Creative Medical Technology’s Cell Therapy AlloStem Reduces Insulin Dependency in Late-Stage Type 2 Diabetes
The company stated that at 1 year posttreatment AlloStem showed an 80% overall efficacy rate in decreasing insulin dependency.
Creative Medical Technology’s AlloStem (also known as CELZ-201), an investigational universal and proprietary allogenic cell line, has demonstrated the ability to reduce insulin dependency among patients with type 2 diabetes (T2D) treated in a pilot study.1
The study enrolled 20 participants with late-stage T2D in total, with 10 being assigned for treatment with AlloStem and the other patients receiving optimized medical therapy. Creative Medical Technology stated that at 1 year posttreatment AlloStem showed an 80% overall efficacy rate in decreasing insulin dependency and stabilizing levels of hemoglobin A1c. In addition, the company pointed out that there were no serious safety events observed. In light of these findings, Creative Medical Technology noted that it intends to continue moving forward with development of AlloStem in T2D and to explore its potential use in other indications.
"The positive 1-year data from the study represents a significant milestone in our mission to revolutionize diabetes treatment and help a wide variety of patients who potentially may not benefit from autologous therapies," Timothy Warbington, the president and CEO of Creative Medical Technology, said in a statement.1 "With a diversified portfolio that includes CELZ-201 for early-stage T1D, CELZ-101 for brittle type 1 diabetes (T1D), and CELZ-201 for late-stage T2D, we are committed to delivering innovative solutions that transform patient care."
AlloStem is currently being evaluated in the phase 1/2a CREATE-1 clinical trial (NCT05626712) for the treatment of patients with newly diagnosed T1D. Creative Medical Technology received approval from an institutional review board (IRB) to proceed with the trial in February 2023, following clearance of an investigational new drug (IND) application from the FDA in November 2022.2,3 CREATE-1 is taking place at Diabetes Research Institute, University of Miami Miller School of Medicine, in Miami, FL.

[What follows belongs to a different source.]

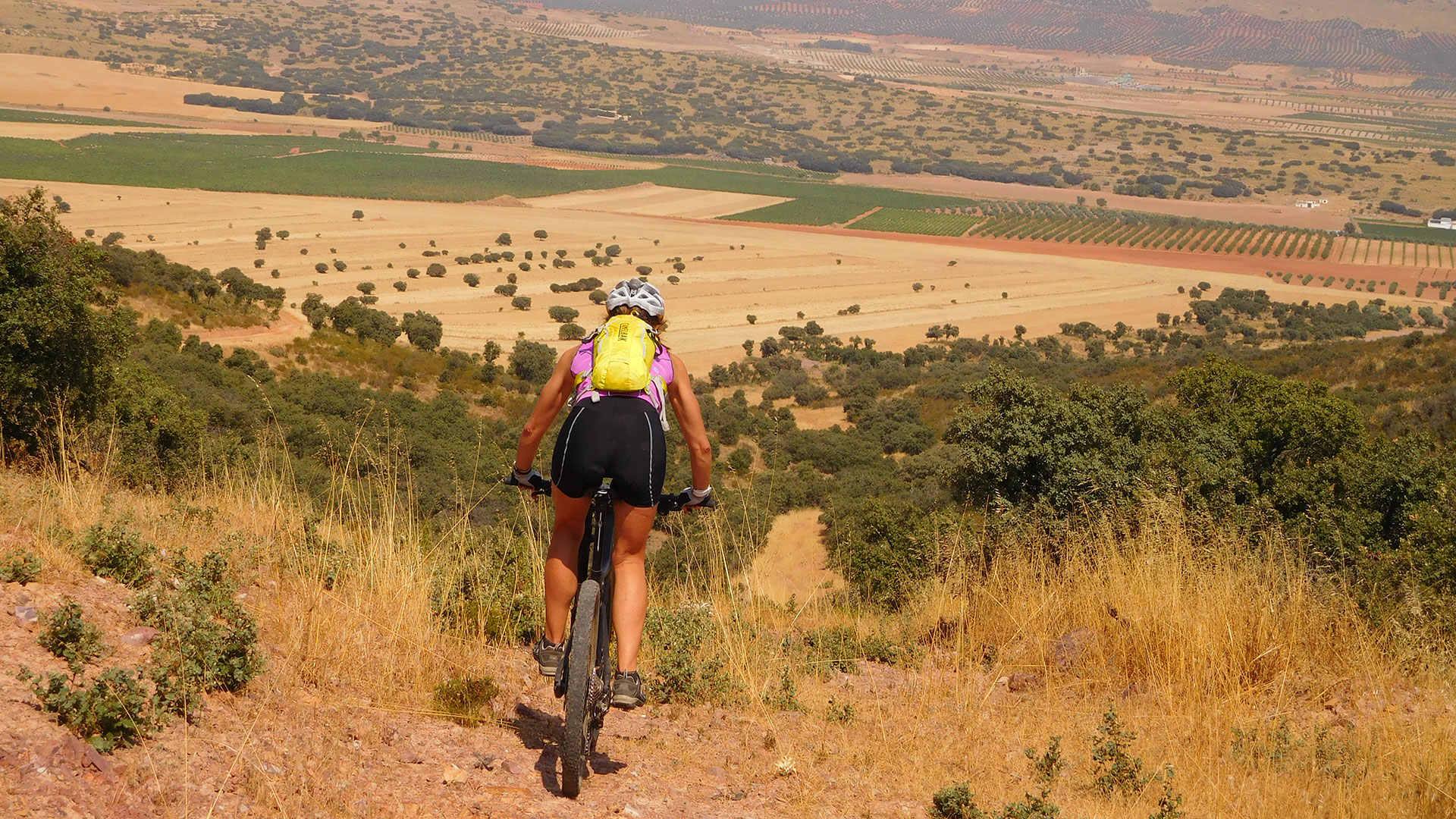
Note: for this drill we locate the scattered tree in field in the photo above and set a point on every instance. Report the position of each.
(422, 330)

"This is a milestone event for Creative Medical Technology Holdings as it marks the company's first IND clearance from the FDA," Warbington said in a November 2022 statement.3 "We are excited to commence this trial under the guidance of one of the world's most respected diabetes clinical researchers and at a renowned research institute."
CREATE-1 randomly assigns participants to either the treatment arm, in which they will receive CELZ-201 at a dose of 1x106 cells/kg by intra-arterial infusion into the dorsal pancreatic artery along with standard of care (SOC) treatment, or the placebo comparator arm, in which patients receive SOC alone.2 The trial’s primary end point is the number of participants who experience adverse events (AEs), assessed at 6 months. AlloStem, which is based on perinatal tissue-derived cells (PRDC), is intended to incorporate advantages of PRDC, including “self-renewal ability, low antigenicity, reduced toxicity, and large-scale clinical expansion.”2
Notably, in October 2023, Creative Medical Technology also received approval from an IRB for the phase 1/2a ADAPT clinical trial (NCT06053242), which is evaluating for CELZ-201-DDT, an StemSpine procedure using AlloStem, for the treatment of chronic lower back pain caused by degenerative disc disease.4 The randomized, placebo-controlled trial is expected to enroll 30 patients in total.
"We are pleased to announce the expeditious receipt of this vital next step in commencing the clinical trial for CELZ-201-DDT," Warbington said in an October 2023 statement.4 "Studies show that 8% of all adults in the United States, approximately 16 million people, experience chronic lower back pain. The economic impact is also significant, as a report from the National Library of Medicine estimates that $200 billion is spent annually on the management of back pain. In addition to limiting their daily activities and negatively impacting their quality of life, many of those suffering rely on opioids as the standard of care which carry their own side effects, not the least of which is addiction. We are hopeful that the outcome of this clinical trial will validate the efficacy, safety, and endurance of CELZ-201-DDT as a nonsurgical treatment option for chronic lower back pain."